Autore: Francesca Cavaleri

Mutuo

Surroga: come trasferire il mutuo risparmiando

La surroga del mutuo permette, al consumatore, di trasferire il suo debito ad un’altra banca che offre condizioni più vantaggiose.

La surroga del mutuo è la possibilità di trasferire il proprio mutuo da una banca ad un’altra ottenendo un vantaggio dell’operazione. In altre parole, un consumatore che ha acceso un mutuo, magari per l’acquisto della prima casa, può passare ad un altro istituto di credito, che offre un tasso di interesse minore. Ciò può tramutarsi di un vero e proprio risparmio monetario per il debitore. Ma vediamo nel dettaglio come funziona la surroga e quali documenti sono necessari.

Come si richiede la Surroga?

La surroga va richiesta attraverso una lettera raccomandata, meglio se con ricevuta di ritorno, alla banca che subentra. Ma va inviata anche alla banca originaria, per conoscenza. La banca che ha concesso il primo mutuo ha 30 giorni lavorativi di tempo per concederla. Però, se la banca non rispetta questo termine e lo supera, il cliente ha diritto a ricevere un risarcimento.

La surroga non prevede costi per il cliente che la richiede. L’unica tassa che va pagata è quella relativa alla tassa ipotecaria, circa 35 euro. Attenzione, l’importo del nuovo debito deve essere uguale o minore al debito residuo del mutuo presso il primo istituto di credito. Possono invece variare lo spread, il tipo di tassa fisso a variabili, la durata del debito.
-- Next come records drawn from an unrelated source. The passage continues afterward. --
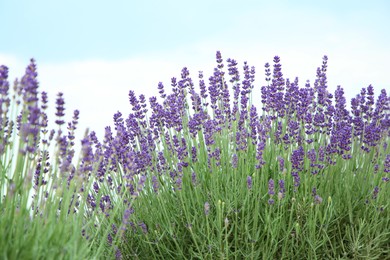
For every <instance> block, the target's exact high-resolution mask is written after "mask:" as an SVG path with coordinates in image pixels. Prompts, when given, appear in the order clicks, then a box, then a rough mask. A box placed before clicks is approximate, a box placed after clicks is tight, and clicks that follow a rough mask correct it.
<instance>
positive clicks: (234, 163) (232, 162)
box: [232, 154, 238, 169]
mask: <svg viewBox="0 0 390 260" xmlns="http://www.w3.org/2000/svg"><path fill="white" fill-rule="evenodd" d="M237 163H238V156H237V154H233V157H232V166H233V168H234V169H235V168H237Z"/></svg>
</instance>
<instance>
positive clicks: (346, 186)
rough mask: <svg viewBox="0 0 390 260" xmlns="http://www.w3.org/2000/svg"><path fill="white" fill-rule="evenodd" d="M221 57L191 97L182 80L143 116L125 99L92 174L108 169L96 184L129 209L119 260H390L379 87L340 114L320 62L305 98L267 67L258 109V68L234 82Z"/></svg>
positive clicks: (382, 102) (388, 225) (384, 124)
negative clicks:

Surroga: quali sono i documenti necessari?

I documenti utili per la richiesta della surroga del mutuo sono di tipo personali e reddituali. Tra i documenti di tipo personali rientrano la fotocopia dei documenti di riconoscimento ed il codice fiscale. Ma anche del cointestatario o il garante, quando è presente. Se i coniugi sono sposati occorre anche l’estratto di matrimonio del comune in cui si è tenuta la cerimonia. Se invece vi è una separazione, occorre allegare la sentenza di separazione o di divorzio.

Tra i documenti di tipo reddituale ci sono: gli ultimi due cedolini dello stipendio, una copia del CU (Certificazione unica) oppure una copia del modello 730 o dell’Unico. Se si è liberi professionisti o lavoratori autonomi, occorre la copia della dichiarazione dei redditi dell’ultimo anno. Ma anche il certificato camerale della Camera di Commercio, presso cui si opera o a sede l’attività. A volte viene richiesto anche l’ultimo estratto conto.
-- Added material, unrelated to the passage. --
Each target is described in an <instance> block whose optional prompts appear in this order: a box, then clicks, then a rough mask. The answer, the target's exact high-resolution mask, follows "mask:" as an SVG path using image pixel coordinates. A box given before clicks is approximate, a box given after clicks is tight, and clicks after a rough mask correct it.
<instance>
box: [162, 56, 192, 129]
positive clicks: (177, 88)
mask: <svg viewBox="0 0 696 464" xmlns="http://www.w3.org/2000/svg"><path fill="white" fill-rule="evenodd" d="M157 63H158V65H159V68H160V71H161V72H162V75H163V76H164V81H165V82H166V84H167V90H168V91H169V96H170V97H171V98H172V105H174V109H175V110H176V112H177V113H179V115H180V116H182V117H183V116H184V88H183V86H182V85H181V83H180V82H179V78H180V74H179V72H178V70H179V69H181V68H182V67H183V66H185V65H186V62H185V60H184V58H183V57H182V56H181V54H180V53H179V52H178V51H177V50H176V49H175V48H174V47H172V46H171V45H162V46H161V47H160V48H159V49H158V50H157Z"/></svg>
Quali sono i documenti di bancari richiesti?

Oltre ai documenti di tipo personale e reddituali, vi sono quelli che vanno richiesti alla banca. Si tratta della documentazione strettamente legata al mutuo concesso. Una copia autentica dell’atto del vecchio mutuo e la relativa nota di iscrizione ipotecaria. Ammontare del debito residuo calcolato al giorno effettivo in cui avviene la surroga. I dati relativi alla nuova banca ed il referente responsabile del procedimento.
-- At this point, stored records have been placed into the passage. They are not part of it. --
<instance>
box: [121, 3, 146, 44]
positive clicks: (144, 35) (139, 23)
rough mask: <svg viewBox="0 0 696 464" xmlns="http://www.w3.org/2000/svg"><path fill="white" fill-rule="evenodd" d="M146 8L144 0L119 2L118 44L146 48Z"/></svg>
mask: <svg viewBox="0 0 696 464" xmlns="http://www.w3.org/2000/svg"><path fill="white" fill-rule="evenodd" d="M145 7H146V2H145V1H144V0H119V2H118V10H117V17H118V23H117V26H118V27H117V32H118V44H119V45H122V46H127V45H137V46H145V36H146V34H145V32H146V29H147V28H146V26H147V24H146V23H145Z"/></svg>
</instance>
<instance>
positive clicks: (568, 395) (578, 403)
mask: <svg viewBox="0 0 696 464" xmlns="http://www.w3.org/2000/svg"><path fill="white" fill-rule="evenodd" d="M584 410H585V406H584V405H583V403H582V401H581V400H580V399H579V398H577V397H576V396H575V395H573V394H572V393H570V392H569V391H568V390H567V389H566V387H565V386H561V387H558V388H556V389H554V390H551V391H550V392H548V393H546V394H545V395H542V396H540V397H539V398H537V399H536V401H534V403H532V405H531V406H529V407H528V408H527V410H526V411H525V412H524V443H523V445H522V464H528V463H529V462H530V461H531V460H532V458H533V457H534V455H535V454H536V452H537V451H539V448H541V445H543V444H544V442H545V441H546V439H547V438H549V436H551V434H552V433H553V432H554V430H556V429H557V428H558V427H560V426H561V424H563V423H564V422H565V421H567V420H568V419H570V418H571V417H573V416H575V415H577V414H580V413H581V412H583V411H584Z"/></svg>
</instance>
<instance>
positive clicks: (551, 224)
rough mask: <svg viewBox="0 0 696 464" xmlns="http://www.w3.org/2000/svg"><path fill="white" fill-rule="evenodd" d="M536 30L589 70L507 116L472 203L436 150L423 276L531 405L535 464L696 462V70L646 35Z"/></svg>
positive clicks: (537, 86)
Se l’immobile è stato ricevuto per successione serve copia della dichiarazione effettuata dagli eredi. E’ possibile richiederne copia presso l’Agenzia delle entrate, ufficio successioni. Non può mancare anche la documentazione catastale dell’immobile su cui è stato iscritto l’ipoteca al momento dell’acquisto. Parliamo pertanto della visura catastale e della planimetria.

Molti siti online danno la possibilità di calcolare la convenienza del proprio mutuo rispetto ad altri istituti di credito. Questo per garantire maggiore trasparenza al consumatore e lasciare libertà di scelta nella restituzione del proprio debito.